隣の春咲先生が白い目で見ているのにも気付いていないとは、天然にも程があるだろう。
(……でも、よくよく考えれば転校生がこのタイミングでこっちに来るのはおかしくないか?)
学期の始まりに編入生が来るのはおかしくは無いと思うのだが、彼の妄想は止まらない。
(ということは……やはり異世界人!?俺を監視するため……?人を問答無用で召喚するような世界だし、やりかねないな。)

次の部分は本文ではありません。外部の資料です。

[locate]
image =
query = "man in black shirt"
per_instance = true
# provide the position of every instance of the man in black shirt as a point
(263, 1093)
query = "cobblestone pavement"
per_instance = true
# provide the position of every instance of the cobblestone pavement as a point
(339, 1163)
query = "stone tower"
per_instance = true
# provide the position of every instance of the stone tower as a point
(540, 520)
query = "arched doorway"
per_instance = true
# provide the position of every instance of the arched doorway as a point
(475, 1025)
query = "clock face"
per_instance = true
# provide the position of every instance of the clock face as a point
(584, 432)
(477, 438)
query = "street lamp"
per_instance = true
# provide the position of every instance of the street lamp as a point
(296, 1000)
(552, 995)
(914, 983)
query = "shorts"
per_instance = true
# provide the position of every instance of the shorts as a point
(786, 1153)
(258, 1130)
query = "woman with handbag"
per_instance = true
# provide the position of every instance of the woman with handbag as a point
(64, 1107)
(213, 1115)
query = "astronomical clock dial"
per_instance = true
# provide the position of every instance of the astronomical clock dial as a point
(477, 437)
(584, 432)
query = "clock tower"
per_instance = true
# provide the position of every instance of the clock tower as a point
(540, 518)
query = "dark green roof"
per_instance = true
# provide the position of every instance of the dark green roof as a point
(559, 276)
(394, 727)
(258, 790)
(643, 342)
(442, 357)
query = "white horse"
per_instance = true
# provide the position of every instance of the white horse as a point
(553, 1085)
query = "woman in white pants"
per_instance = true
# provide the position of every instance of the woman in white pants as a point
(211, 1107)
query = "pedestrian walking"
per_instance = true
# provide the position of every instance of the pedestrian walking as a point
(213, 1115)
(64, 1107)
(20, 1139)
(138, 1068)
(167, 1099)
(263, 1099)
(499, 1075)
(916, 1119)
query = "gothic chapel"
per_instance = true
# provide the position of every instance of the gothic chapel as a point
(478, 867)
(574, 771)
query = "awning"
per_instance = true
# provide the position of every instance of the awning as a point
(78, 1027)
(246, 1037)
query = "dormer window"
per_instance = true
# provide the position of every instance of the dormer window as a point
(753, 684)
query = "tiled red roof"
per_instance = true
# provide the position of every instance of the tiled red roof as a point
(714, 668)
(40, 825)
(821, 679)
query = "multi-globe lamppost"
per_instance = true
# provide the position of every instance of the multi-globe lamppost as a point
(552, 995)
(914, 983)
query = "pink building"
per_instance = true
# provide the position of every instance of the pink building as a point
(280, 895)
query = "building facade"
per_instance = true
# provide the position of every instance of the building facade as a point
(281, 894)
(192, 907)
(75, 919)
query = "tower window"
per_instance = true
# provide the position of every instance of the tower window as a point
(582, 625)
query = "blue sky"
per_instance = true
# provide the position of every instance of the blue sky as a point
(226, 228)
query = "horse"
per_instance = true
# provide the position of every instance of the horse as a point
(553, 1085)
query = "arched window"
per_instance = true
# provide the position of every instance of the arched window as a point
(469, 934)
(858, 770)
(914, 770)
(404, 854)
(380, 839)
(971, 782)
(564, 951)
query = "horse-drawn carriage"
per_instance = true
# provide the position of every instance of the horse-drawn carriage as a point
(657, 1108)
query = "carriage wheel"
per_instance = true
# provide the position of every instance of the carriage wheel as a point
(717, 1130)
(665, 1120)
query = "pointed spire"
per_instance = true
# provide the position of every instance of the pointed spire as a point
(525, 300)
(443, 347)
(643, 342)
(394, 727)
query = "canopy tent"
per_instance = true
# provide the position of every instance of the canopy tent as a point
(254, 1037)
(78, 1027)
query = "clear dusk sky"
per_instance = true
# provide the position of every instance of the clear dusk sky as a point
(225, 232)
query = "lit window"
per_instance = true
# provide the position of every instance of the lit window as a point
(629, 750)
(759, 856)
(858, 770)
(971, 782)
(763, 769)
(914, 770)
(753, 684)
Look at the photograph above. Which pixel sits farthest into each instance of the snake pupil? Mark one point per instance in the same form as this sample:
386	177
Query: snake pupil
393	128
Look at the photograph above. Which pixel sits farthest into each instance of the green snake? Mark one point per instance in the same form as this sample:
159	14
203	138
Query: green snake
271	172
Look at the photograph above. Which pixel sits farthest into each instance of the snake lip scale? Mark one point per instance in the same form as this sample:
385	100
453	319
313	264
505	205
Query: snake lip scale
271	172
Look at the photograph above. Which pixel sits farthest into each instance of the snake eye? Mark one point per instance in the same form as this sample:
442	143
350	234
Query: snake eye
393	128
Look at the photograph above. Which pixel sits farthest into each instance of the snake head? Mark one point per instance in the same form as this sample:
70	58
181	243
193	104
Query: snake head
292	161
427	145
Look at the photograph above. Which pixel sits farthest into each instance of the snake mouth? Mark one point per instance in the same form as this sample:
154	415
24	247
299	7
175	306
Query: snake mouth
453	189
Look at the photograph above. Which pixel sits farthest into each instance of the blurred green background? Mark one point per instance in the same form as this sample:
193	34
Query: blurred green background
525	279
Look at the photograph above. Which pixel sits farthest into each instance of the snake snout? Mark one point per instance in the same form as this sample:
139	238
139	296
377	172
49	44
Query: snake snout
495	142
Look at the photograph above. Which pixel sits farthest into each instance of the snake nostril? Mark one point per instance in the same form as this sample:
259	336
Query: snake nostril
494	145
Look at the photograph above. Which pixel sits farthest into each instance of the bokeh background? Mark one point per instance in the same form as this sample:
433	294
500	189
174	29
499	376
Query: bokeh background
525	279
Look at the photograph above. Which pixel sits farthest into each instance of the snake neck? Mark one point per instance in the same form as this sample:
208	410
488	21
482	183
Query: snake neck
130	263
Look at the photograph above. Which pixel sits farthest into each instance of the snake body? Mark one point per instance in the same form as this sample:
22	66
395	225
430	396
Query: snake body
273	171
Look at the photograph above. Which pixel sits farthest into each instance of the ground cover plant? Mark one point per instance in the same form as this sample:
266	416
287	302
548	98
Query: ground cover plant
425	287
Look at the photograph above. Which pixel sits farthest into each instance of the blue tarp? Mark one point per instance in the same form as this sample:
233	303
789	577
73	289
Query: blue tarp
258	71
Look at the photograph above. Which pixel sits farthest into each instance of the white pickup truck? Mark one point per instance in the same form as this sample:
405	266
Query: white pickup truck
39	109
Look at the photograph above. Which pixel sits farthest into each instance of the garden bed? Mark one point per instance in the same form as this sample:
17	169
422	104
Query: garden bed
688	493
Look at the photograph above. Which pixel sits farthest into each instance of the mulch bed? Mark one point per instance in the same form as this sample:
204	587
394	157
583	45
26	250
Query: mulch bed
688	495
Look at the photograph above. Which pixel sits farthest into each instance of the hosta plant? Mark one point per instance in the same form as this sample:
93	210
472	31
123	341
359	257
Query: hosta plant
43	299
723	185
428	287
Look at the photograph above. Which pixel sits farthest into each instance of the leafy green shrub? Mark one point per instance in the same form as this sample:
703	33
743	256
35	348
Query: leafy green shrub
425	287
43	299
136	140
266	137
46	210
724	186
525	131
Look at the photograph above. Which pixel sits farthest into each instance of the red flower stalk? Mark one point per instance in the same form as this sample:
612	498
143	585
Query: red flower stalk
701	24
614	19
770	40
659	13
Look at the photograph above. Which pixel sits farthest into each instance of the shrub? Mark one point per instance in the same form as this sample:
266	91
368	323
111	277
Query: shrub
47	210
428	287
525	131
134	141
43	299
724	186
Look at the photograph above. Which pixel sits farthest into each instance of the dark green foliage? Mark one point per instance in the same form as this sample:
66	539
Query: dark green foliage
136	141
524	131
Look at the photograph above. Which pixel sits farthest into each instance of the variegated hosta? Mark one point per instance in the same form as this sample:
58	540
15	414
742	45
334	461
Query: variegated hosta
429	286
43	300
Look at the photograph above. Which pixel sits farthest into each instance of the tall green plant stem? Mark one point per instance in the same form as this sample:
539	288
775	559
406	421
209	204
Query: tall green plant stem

というように、思春期の高校男児らしく妄想を始めたのだが、それがどうにも止まらず、
『テーレ♪テテレ♪テテレ♪テレレレレレレレ♪』
ラスボスのテーマが鳴り響いた。
「ゆーじくん、ノート取ってたの?シャーペン一切動いてなかったけど……?」
「……なぁ、玲音。」
「ん?なに?」
「ーーー異世界って、あると思う?」
玲音は一瞬だけ、沈黙した。
そして、周りを軽く見渡してから
「……あるんじゃない?」
と耳打ちした。
それ以降の授業は呆気ない程滞りなく進んだ。
「ぁ〜〜終わったぁぁ!!玲音、今日は……」
「あっ!ごめん!今日は寄るところあるから!!」
「そっかぁ……」
そして、そのまま帰路に着いた。
何故、玲音にしか話しかけなかったのか。
それは勿論、帰宅部で帰路が同じなのが玲音しか居なかったからだ。
ーーだが、今日は好都合かも知れない。
監視役の転校生や、連れ戻しに来る異世界人に対抗する為、もっとこの力について知らなくてはならないからだ。
因みに、これはこの青年のゲキイタな妄想である。
そういった事があり、彼は1人寂しく空を見上げていた。
高速道路で、空の4割が塗り潰されたこの街。
未だに工事を続ける意味がわからない。
「おい、そこのお前。」
突然声をかけられ振り向く。
そこにいたのは名も知らない少年。
「え?俺ですか?俺になんかーーーッ!?」
その時、その少年の掌には、確かに炎が灯っていた。
その少年が、手を突き出すと同時に、火炎が直進する。
「なっ!?」
反射的に炎から逃れようとして地を蹴る。
結果的に言えばそれで炎から逃れる事ができた。
しかし、勢い余って背中から壁に突っ込んだ。
「く………いってぇ……!!」
「やはり体温が高いと能力者なのか……。
さて、能力者はどれだけの経験値が貰えるのか、楽しみだ!!」
「く……くそっ!!遂に殺しに来たか!!異世界人!!!」
ここまで読んでくれてありがとうございます!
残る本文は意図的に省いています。